In 2001, a probe into the department reported initial record-keeping problems. The current follow-up audit was initiated “to determine whether the Department was adequately managing its nuclear materials provided to domestic licensees.” However, the report concluded that “the Department cannot properly account for and effectively manage its nuclear materials maintained by domestic licensees and may be unable to detect lost or stolen material.”
The most alarming findings were the following:
-Waste processing facilities reviewed could not verify the location of 6,711 grams of special nuclear material and 35, 269 kilograms of depleted and/or normal uranium.
-In 2004, a number of institutions reported that the amount of Department-owned nuclear materials they held was less than the quantities recorded in NNIMSS. Instead of investigating these discrepancies, the Department agreed to “write-off” 20,580 grams of enriched uranium, 45 grams of plutonium, 5,001 kilograms of normal uranium and 189,139 kilograms of depleted uranium without investigating the whereabouts or actual disposition of the material.
-The Department had no record of a 32-gram plutonium-beryllium source on loan to a college and subsequently transferred to another academic institution.

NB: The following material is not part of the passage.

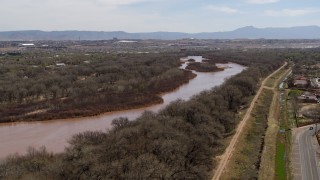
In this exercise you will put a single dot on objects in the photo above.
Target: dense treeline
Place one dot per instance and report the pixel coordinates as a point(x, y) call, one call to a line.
point(39, 85)
point(179, 142)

The report states, “Considering the potential health risks associated with these materials and the potential for misuse should they fall into the wrong hands, the quantities written off were significant….Even in small quantities normally held by individual domestic licensees, special nuclear materials such as enriched uranium and plutonium, if not properly handled, potentially pose serious health hazards.”
Ingestion of about 0.5 gram of plutonium is considered a lethal dose.
IG: Energy cannot account for nuclear materials at 15 locations (by Katherine McIntire Peters, GovernmentExecutive.com)


Michael 6 years ago
That's approximately enough to make 3,000 Hiroshima bombs. (Hiroshima bomb only had 56 kilograms of Uranium).